Whispers and giggling from the bedroom.
Two minutes later they come out. Malin is standing in the hall, and points to the sofas in the sitting room.
‘Tove, sit down there. And you, who are you?’
Handsome, Malin thinks, but pale. But, good God, he can’t be more than fourteen, and Tove, Tove, you’re a little girl.
‘I’m Markus,’ the pale boy says, pushing his hair out of his face.
‘My boyfriend,’ Tove calls from the sofa.
‘Yes, I worked that out,’ Malin replies. ‘I’m not that stupid.’
‘I go to Anestad school,’ Markus says. ‘We met at a party a few weekends ago.’
What party? Has Tove been to a party?
‘Have you got a surname, Markus?’
‘Stenvinkel.’
‘You can go now, Markus. We’ll have to see if we ever meet again.’
‘Can I say goodbye to Tove?’
‘Put on your coat and go.’
‘Mum, I’m actually in love with him.’
The front door closes as Tove says the words.
‘That’s a bit serious.’
Malin sits on the sofa opposite Tove. The sitting room is dark around them. She closes her eyes and sighs.
Then starts to feel angry again.
‘In love? You’re thirteen, Tove. What could you possibly know about love?’
‘As much as you, apparently.’
And the anger vanishes as quickly as it came.
‘Studying with Filippa, Tove? Did you have to lie?’
‘I thought you’d be angry.’
‘What about? About you wanting a boyfriend?’
‘No, because I haven’t said anything. And because we were here. And, well, because I’ve got something you haven’t.’
These last words cut straight to Malin’s core, with no warning, and rather than think about what her daughter had just said, she chose to say, ‘You have to be careful, Tove. This sort of thing can lead to no end of problems.’
‘That’s what I was afraid of, Mum, that you’d only see the problems. Do you think I’m stupid enough not to realise that you and Dad had me by mistake? I mean, who’d be mad enough to have a child at that age otherwise? I’m not that careless.’
‘What are you saying, Tove? You weren’t a mistake. Whatever makes you say that?’
‘I know, Mum. I’m thirteen, and thirteen-year-olds have boyfriends.’

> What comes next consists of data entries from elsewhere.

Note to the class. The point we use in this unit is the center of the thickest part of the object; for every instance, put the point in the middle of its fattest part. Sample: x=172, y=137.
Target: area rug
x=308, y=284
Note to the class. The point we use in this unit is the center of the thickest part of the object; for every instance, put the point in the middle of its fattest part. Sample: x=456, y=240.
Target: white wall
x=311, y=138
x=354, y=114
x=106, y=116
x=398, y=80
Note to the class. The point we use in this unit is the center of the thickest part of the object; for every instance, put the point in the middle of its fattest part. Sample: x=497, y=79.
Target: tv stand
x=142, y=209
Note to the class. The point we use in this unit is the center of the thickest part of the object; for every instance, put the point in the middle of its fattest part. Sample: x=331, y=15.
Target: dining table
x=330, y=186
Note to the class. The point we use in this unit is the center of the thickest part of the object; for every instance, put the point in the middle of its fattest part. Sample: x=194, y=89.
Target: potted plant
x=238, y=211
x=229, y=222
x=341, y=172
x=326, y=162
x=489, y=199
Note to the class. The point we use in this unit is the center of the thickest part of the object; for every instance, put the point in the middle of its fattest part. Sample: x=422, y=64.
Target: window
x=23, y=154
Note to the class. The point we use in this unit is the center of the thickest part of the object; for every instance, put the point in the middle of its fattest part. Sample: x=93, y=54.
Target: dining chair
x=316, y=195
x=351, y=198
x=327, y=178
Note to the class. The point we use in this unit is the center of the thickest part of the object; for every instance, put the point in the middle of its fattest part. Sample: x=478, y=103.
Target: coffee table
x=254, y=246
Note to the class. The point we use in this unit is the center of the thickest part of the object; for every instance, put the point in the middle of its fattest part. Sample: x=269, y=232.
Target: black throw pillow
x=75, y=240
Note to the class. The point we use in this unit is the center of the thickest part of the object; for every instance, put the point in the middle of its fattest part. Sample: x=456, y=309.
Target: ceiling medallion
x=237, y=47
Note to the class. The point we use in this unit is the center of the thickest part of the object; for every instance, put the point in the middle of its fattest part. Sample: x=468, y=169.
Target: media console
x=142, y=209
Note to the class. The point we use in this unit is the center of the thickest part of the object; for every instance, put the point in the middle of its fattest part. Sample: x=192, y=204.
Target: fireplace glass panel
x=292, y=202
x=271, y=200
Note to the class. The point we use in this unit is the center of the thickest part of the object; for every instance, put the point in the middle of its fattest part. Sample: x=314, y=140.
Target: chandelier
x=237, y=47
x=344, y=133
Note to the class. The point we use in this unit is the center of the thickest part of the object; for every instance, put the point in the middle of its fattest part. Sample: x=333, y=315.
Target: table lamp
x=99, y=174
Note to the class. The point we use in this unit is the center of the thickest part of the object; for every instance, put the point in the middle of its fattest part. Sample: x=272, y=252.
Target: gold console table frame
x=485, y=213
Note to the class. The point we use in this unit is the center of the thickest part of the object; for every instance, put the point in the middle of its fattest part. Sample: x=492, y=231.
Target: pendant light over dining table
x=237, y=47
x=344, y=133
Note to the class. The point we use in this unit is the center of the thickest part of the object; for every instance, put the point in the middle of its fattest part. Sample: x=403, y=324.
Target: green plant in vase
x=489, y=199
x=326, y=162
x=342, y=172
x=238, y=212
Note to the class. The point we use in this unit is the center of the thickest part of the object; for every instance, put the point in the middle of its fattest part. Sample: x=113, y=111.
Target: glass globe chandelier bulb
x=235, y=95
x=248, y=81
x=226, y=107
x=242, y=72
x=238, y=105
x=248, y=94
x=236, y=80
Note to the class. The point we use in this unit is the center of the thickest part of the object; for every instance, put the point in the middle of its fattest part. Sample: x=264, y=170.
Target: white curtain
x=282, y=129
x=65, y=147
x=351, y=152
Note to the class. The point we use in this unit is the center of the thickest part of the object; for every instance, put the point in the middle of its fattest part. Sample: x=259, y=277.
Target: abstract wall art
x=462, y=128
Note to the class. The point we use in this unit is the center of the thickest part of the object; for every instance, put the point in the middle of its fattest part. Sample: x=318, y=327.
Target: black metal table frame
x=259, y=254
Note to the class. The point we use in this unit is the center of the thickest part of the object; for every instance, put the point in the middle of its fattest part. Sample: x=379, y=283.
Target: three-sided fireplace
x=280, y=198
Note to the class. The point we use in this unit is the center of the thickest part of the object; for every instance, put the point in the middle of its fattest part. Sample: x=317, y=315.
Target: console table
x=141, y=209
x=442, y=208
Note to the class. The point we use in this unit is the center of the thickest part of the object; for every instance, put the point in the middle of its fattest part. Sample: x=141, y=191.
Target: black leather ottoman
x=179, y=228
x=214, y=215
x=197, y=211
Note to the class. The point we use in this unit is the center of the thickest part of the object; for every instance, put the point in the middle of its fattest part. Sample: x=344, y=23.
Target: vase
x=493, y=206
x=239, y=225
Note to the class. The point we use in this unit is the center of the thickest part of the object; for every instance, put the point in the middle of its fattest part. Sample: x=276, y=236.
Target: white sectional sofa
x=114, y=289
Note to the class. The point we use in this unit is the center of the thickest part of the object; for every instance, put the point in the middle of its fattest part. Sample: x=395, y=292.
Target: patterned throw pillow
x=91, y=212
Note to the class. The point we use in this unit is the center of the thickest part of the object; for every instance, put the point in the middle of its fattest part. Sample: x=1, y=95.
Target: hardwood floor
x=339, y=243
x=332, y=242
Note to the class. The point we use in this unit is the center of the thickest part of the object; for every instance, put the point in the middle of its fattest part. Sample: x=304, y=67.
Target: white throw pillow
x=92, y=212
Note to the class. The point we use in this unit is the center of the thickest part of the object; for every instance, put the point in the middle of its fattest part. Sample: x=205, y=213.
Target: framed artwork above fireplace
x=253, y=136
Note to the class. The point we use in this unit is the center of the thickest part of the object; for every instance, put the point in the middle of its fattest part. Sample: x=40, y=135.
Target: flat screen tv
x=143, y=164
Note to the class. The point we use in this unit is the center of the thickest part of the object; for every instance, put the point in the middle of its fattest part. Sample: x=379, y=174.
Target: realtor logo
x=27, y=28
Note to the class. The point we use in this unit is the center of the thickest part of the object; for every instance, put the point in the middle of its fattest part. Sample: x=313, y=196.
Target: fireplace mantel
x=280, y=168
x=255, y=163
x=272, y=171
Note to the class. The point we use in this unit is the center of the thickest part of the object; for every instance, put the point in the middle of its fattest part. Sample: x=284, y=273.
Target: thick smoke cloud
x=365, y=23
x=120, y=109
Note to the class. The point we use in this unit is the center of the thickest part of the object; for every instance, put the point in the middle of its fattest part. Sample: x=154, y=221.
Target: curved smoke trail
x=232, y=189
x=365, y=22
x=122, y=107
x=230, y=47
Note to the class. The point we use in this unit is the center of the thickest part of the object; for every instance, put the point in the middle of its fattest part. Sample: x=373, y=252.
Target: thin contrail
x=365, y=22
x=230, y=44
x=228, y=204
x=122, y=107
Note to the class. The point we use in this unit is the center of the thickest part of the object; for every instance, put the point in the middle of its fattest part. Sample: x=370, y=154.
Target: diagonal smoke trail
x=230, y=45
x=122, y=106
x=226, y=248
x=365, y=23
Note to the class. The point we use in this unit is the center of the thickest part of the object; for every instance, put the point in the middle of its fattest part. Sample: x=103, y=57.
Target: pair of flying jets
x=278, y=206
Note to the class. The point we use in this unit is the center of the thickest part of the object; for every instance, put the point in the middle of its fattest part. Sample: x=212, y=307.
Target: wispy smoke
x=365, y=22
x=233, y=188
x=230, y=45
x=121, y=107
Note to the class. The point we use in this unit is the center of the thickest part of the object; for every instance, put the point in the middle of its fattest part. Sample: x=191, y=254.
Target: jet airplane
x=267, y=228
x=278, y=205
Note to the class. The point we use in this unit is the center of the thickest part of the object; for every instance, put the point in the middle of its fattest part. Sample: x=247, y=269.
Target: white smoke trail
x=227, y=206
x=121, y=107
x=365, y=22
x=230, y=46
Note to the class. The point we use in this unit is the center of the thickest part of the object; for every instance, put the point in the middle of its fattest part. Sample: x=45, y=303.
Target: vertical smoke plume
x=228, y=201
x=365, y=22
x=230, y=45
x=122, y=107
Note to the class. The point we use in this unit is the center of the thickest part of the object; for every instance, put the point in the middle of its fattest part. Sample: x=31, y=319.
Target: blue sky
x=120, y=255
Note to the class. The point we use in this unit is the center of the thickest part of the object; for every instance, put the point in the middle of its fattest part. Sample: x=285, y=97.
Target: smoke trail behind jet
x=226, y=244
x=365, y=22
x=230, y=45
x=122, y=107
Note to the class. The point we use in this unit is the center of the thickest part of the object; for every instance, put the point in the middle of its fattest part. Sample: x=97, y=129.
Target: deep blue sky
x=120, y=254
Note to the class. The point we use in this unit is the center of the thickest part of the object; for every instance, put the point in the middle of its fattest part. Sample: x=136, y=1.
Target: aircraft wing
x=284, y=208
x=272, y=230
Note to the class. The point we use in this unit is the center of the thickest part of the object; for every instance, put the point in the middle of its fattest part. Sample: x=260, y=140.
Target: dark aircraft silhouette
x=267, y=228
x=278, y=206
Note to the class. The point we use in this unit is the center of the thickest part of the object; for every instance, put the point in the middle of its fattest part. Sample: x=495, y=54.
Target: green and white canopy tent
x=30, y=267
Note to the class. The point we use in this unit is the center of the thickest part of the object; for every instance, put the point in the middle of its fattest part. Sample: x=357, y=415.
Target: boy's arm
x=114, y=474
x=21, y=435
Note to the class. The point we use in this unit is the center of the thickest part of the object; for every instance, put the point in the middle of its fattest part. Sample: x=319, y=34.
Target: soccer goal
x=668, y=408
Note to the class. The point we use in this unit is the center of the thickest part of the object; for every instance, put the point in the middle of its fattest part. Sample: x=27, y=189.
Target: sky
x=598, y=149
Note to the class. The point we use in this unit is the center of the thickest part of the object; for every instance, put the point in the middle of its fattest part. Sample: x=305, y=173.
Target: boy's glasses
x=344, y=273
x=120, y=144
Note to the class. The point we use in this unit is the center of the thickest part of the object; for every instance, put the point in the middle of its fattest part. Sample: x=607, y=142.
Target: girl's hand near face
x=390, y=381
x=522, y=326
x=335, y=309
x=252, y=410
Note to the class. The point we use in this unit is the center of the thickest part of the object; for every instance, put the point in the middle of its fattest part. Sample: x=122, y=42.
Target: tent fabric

‘The cinema with Sara, studying with Filippa… God, how stupid am I? How long have you been seeing each other?’
‘Almost a month.’
‘A month?’
‘It’s hardly surprising that you haven’t noticed anything.’
‘Why not?’
‘What do you think, Mum?’
‘I don’t know, tell me, Tove.’
But Tove doesn’t answer the question. Instead she says, ‘His name’s Stenvinkel. Markus Stenvinkel.’
Then they sit in silence in the darkness.
‘Markus Stenvinkel.’ Malin laughs, eventually. ‘God, he’s pale. Do you know what his parents do?’
‘They’re doctors.’
Better folk. The thought comes to Malin against her will.
‘Nice.’
‘Don’t worry, Mum. Actually, I’m hungry,’ Tove says.
‘Pizza,’ Malin says, slapping her hands down on her knees. ‘I’ve only eaten a couple of crispbreads tonight.’